On May 23rd I announced a contest
. Everyone who provided an answer to the question
Describe a situation where a fee of $10.00, or less, is justified for the COMMERCIAL use of a single image?
would be entered in a drawing to Win $100.00. In addition to announcing the contest to my newsletter subscribers I passed out cards to attendees to the CEPIC Congress in Istanbul. We have conducted a drawing and the winner is:
Nature Picture Library and Bluegreen Pictures
We received very few responses to our query. The vast majority of those who did respond said that $10 was too low for any use. Tim was one of the very few who indicated that there might be a few situations where prices of $10.00 or less were justified. His answer was “for short-term editorial web use as part of a large volume deal, especially in an emerging market.”

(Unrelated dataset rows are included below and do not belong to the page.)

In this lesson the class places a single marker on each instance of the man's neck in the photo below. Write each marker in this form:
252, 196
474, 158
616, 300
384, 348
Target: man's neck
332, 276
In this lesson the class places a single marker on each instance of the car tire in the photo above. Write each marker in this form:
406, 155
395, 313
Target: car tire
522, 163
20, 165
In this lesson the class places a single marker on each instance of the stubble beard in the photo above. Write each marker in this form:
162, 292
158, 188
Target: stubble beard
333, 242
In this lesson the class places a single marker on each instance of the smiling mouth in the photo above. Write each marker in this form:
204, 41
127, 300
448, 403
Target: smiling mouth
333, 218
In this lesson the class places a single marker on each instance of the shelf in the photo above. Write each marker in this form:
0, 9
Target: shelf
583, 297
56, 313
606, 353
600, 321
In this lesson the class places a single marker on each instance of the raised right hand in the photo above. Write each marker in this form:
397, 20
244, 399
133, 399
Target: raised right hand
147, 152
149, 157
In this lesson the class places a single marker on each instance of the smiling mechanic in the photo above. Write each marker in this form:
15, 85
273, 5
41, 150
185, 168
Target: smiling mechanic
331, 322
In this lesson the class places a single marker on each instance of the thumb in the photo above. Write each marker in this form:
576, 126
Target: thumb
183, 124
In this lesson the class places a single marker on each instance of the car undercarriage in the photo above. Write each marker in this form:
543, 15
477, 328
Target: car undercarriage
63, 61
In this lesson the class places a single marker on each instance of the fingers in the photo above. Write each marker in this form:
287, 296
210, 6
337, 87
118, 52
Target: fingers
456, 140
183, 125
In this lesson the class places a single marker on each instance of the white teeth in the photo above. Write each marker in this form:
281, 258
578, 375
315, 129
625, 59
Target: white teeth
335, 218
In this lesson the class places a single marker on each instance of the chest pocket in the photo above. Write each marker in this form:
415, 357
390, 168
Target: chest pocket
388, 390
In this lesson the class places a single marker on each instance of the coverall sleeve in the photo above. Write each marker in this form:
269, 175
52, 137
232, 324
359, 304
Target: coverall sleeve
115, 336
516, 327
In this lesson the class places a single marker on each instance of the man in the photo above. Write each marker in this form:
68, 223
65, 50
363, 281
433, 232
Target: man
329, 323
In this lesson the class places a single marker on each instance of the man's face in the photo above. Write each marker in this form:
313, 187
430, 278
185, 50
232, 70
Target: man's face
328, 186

In addition I want to make note of one other comment. Tom Tinervin, formerly with Digital Railroad and now with Picturemaxx, said, “Education. There are tens of thousands, if not more, educators in the world. They have a demand to bring visual content to the future minds of the world. With no budget, or very little, educators should have the tools they need to educate.”
Those who have been reading my recent stories (“Encyclopaedia Britannica Pricing for Picture Access
,” “From Books To iPads
,” “BtoB or B2C
” and “Do Creatives Need Educational Publishers?
”) will realize that I think photographers need to make some radical changes in the way they approach the market.
Photographers should not feel obligated to sell images for less than it costs to produce them. Photographers are entitled to earn a living just like everyone else. But, if there is enough potential volume photographers may still be able to earn a living licensing limited usage rights for very low prices.
In future the vast majority of units licensed will be for prices that are not just less than $10.00, but less than $1.00. But given the volume of such transactions the revenue earned will be greater than photographers are earning today making occasional sales to large organizations for much higher fees.
Photographers who want to continue to earn a living taking pictures must find ways to adapt to the new business environment. They must deal more directly with consumers at price points individuals can justify. It does not mean that all high priced sales will disappear. But it will be increasingly rare to find customers willing to pay the kinds of fees photographers were accustomed to receive 5 to 10 years ago.
We are in the midst of a paradigm shift in the way we do business. It will not be enough to just lower the prices charged old customers. The old customers won’t buy enough additional images to make up the difference. In fact, they will probably buy less. A whole new customer base must be found and it must be addressed in a totally different way.
One thing I believe this contest demonstrated is that everyone is thinking about ways to prop up the old business model. Almost no one is thinking about finding or developing some new business models. Not every new business model will work. But, photographers need to aggressively consider and test new ideas.